1
votes

I'm unable to use perl module LWP::Parallel::UserAgent for https websites. The following is the code I use:

#!/usr/bin/perl

use LWP::Parallel::UserAgent qw(:CALLBACK);
use HTTP::Request; 

my $BrowserName = "Mozilla/5.0 (X11; Linux x86_64) AppleWebKit/537.36 (KHTML, like Gecko) Chrome/45.0.2454.85 Safari/537.36";

my $pua = LWP::Parallel::UserAgent->new();
$pua->agent( $BrowserName );
$pua->nonblock('true');
$pua->in_order  (1);
$pua->duplicates(0);
$pua->timeout   (10);
$pua->redirect  (2);
$pua->remember_failures ( 1 );

$url = "https://www.squeezemind.it";

my $res = $pua->register( HTTP::Request->new('GET', $url), \&gestione_risposta, 4096 );

my $entries = $pua->wait();

# Leggo le risposte
foreach (keys %$entries) {
  my $res = $entries->{$_}->response;
  print "\n\nAnswer for '",$res->request->url, "' was ", $res->code,": ", $res->message;  
}


sub gestione_risposta {

  my($html_content, $response, $protocol, $entry) = @_;

  if( !$response->is_success || $response->code != 200 ) { return C_ENDCON; }  

  if( length($html_content) ) {    
    # Bla Bla
  }

  return undef; 

}

It works well for http but if you try to change $url with a https website it fails.
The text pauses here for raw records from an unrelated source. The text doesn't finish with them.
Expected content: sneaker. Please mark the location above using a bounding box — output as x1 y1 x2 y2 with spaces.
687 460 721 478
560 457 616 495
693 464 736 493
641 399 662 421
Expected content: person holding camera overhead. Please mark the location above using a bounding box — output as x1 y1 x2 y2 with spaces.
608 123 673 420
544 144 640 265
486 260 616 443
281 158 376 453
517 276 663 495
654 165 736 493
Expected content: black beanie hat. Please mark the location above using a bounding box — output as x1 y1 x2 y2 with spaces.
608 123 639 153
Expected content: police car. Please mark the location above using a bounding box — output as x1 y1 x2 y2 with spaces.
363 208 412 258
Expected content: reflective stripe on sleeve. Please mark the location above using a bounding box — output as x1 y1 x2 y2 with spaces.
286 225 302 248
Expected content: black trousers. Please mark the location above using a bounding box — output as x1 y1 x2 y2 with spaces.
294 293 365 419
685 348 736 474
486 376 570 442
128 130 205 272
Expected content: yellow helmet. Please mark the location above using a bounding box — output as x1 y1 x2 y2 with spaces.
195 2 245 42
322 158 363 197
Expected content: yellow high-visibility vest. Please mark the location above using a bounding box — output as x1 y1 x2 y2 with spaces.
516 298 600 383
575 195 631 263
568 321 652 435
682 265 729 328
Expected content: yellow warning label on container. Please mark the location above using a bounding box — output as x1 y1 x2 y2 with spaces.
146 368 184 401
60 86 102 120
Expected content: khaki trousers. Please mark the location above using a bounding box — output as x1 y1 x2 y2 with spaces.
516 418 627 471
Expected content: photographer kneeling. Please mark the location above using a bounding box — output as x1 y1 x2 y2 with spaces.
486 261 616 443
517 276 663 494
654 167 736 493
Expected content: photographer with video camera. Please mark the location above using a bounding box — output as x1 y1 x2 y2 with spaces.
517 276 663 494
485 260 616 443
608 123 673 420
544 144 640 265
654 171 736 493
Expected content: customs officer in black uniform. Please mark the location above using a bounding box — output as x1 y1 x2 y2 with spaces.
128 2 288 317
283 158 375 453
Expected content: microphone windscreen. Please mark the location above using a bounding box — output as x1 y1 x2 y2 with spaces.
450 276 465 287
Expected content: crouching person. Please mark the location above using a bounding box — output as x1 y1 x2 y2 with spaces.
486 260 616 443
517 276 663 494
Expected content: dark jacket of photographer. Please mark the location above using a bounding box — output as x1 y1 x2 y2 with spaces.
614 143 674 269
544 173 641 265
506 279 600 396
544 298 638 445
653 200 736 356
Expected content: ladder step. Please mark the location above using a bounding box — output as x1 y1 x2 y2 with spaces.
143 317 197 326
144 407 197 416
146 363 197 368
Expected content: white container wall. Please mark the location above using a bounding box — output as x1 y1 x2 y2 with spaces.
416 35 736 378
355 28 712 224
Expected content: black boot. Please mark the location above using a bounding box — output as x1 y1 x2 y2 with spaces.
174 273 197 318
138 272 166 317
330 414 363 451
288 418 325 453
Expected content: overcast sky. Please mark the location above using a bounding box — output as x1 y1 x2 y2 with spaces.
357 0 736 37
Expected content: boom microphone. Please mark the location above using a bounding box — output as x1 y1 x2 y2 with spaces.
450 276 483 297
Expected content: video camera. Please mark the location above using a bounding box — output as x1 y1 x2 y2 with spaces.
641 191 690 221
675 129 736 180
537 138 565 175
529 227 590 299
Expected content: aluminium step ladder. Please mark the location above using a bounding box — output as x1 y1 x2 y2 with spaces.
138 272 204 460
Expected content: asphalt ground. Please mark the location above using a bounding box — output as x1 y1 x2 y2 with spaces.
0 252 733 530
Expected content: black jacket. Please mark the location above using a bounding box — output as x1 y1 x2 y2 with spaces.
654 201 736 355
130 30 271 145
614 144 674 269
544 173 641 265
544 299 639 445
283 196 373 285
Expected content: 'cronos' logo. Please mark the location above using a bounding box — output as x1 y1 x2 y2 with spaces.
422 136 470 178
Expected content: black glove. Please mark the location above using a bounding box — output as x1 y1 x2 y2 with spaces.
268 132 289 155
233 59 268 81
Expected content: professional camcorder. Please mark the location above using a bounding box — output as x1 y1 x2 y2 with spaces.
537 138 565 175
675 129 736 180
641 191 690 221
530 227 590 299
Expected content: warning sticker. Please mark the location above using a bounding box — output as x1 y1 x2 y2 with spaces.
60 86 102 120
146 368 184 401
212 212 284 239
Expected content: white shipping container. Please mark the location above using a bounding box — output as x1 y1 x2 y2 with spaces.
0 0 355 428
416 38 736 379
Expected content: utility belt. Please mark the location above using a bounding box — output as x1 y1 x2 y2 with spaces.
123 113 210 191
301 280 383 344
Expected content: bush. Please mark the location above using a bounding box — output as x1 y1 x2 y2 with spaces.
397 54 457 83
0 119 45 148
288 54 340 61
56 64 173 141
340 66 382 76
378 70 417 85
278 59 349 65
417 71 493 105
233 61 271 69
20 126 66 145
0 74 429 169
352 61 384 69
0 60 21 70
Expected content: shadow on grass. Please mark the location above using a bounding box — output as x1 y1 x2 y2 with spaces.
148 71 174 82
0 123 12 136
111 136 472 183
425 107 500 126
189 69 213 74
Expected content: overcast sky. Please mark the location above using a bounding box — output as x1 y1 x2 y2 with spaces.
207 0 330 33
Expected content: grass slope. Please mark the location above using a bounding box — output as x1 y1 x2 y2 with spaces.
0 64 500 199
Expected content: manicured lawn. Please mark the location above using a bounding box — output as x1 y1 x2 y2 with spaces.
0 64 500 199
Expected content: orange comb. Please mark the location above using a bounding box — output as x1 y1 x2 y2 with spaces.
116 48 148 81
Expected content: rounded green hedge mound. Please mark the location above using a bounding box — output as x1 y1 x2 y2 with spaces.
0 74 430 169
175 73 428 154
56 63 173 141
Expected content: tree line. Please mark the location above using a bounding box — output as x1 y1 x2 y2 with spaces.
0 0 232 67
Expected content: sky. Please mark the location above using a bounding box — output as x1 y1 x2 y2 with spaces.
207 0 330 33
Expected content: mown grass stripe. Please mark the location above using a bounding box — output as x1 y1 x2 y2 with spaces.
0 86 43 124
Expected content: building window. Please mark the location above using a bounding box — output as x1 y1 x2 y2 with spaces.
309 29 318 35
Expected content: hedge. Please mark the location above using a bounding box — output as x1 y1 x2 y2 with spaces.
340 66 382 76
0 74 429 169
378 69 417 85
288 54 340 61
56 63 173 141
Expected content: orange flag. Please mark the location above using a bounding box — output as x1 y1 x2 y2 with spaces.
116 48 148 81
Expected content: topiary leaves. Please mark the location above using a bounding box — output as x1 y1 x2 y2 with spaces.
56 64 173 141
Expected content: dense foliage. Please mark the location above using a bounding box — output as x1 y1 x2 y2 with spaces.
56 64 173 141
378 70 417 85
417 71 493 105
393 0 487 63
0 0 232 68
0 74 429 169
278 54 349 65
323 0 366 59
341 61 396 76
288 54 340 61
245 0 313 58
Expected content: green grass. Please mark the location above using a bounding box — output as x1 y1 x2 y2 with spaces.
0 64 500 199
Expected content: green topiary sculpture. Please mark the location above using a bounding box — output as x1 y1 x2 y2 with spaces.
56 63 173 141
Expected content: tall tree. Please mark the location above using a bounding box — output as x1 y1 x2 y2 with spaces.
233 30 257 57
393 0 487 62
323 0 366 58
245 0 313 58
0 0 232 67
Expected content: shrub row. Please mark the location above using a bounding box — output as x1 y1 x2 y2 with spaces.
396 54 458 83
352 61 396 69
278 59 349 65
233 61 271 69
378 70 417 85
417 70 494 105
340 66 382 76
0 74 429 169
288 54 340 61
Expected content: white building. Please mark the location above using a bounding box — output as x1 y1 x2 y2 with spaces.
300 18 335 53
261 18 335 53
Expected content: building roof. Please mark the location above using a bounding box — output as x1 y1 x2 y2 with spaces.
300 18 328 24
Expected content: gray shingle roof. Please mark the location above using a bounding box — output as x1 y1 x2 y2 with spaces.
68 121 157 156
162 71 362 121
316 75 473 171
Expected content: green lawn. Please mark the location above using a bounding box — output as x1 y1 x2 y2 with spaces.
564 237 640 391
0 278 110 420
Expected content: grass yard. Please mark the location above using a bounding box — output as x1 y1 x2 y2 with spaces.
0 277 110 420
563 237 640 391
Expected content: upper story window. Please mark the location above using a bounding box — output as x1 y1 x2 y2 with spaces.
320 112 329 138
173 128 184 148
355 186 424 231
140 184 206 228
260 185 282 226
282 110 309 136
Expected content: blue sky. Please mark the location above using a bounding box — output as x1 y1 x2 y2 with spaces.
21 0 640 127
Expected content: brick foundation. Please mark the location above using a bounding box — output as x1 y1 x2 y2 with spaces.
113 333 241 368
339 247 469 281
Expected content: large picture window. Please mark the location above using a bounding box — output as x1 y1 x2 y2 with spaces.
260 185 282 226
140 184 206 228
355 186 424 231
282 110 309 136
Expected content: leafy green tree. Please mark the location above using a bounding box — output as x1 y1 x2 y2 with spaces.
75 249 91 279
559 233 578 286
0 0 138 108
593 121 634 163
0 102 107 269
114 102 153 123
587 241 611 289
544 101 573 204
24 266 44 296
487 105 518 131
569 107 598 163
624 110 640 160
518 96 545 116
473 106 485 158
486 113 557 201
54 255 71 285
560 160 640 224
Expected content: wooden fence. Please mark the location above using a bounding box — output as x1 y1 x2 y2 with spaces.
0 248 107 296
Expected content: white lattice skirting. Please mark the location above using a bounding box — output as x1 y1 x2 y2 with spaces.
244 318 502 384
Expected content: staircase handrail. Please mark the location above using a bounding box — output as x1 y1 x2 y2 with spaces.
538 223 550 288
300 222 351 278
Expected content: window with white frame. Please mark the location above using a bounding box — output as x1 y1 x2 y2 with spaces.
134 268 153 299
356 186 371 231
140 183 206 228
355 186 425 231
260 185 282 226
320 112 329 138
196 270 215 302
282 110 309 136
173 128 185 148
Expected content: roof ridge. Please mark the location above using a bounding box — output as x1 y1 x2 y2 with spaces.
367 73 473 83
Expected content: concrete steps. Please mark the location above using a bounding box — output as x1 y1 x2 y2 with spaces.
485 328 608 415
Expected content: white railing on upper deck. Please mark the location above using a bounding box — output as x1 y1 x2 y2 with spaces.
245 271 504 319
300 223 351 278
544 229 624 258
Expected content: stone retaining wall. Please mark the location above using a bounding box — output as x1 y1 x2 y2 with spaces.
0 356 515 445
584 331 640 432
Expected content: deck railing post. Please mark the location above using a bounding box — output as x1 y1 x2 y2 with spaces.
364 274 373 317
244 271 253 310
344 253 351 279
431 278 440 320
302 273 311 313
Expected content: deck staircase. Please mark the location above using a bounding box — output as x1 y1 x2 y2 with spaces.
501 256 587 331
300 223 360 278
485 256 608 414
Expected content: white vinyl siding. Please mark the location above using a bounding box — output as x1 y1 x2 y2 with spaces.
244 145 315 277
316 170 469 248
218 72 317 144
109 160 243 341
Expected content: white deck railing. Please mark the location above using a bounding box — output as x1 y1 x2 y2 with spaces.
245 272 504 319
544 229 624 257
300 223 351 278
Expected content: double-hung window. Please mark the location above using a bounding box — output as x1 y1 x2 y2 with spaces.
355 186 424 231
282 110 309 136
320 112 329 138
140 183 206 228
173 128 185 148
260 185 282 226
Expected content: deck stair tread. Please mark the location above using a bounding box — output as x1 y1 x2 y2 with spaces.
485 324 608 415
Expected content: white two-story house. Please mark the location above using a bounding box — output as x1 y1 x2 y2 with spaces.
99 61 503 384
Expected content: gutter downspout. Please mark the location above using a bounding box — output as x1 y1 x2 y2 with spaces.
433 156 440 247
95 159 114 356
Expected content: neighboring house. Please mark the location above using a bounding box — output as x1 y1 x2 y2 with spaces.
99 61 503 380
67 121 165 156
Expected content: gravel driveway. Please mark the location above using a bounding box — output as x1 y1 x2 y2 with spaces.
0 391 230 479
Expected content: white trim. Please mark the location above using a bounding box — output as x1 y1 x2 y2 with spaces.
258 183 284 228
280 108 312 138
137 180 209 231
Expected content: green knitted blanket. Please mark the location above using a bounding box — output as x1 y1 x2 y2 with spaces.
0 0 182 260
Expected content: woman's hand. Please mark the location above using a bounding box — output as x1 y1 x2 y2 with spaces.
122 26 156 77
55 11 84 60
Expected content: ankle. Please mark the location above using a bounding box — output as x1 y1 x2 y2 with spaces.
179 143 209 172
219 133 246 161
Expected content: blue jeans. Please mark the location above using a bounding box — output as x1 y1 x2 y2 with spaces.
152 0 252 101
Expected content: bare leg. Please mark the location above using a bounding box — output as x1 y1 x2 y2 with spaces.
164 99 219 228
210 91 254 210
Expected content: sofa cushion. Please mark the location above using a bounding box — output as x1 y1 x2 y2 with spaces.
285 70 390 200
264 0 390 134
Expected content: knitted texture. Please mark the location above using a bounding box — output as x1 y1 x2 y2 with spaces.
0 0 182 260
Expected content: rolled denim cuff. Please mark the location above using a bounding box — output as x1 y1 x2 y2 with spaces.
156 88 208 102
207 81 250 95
For https://www.squeezemind.it:

Error code: 500 Message: Can't locate object method "get_cipher" via package "IO::Socket::INET" at /usr/share/perl5/LWP/Protocol/https.pm line 119

For https://www.stackoverflow.com:

Error code: 402 Message: Unexpected EOF while reading response

The system is up to date. Suggestions?

Thank you!

1
Net::Curl::Multi would be so much faster (but you lose the familiar LWP interface and portability to Windows)ikegami
"The system is up to date." - whatever this exactly means regarding the versions of the software you are using. Please include the versions of LWP, LWP::Protocol::https, IO::Socket::SSL, Net::SSLeay and openssl you are using into the question - see here for a script to do this. Also please run your code with perl -MIO::Socket::SSL=debug9 program.pl and add the output to your question. And please try it also with a simple LWP::UserAgent instead of LWP::Parallel::UserAgent.Steffen Ullrich
My suggestion would be to use a user agent designed for parallelism to begin with, such as Mojo::UserAgent or Net::Async::HTTP.Grinnz
Re "The system is up to date.", That's not true. The call to get_cipher isn't on line 119 of the latest version of LWP::Protocol::httpsikegami
I installed all modules using cpan on an up to date Ubuntu. I don't know if cpan installs not updated modules or so on. These are the installed versions: LWP 6.36 LWP::Protocol::https 6.07 IO::Socket::SSL 2.056 Net::SSLeay 1.84user3817605

1 Answers

2
votes

From your code:

$pua->nonblock('true');

When looking at the code of LWP::Parallel::UserAgent it looks like non-blocking support for HTTPS is totally broken: https support is implement in LWP::Parallel::Protocol::https which derives from LWP::Parallel::Protocol::http for doing the actual connection. The relevant code in sub _connect:

103     unless ($nonblock) {
104       # perform good ol' blocking behavior
105       #
106       # this method inherited from LWP::Protocol::http
107       $socket = $self->_new_socket($host, $port, $timeout);
108       # currently empty function in LWP::Protocol::http
109       # $self->_check_sock($request, $socket);
110     } else {
111       # new non-blocking behavior
...
116       $socket =
117         IO::Socket::INET->new(Proto => 'tcp', # Timeout => $timeout,
118                               $self->_extra_sock_opts ($host, $port));

One can see that for the (default) blocking case the code uses the functionality of LWP::Protocol::http, but for the non-blocking case it directly uses IO::Socket::INET - and not IO::Socket::SSL for HTTPS. But LWP::Protocol::http (which is used later) actually expects a SSL socket and tries to call get_cipher on it. This results in the error you see:

Can't locate object method "get_cipher" via package "IO::Socket::INET" at /usr/share/perl5/LWP/Protocol/https.pm line 119

When not using non-blocking support the code seems to work instead.

As for HTTPS in general in this module see README.SSL:

 ** DISCLAIMER: https support is pretty buggy as of now. i haven't **
 ** had time to test much of it, so feel free to see if it works   **
 ** for you, but don't expect it to :-)  

In other words: you should probably use a different module to get reliable support for HTTPS.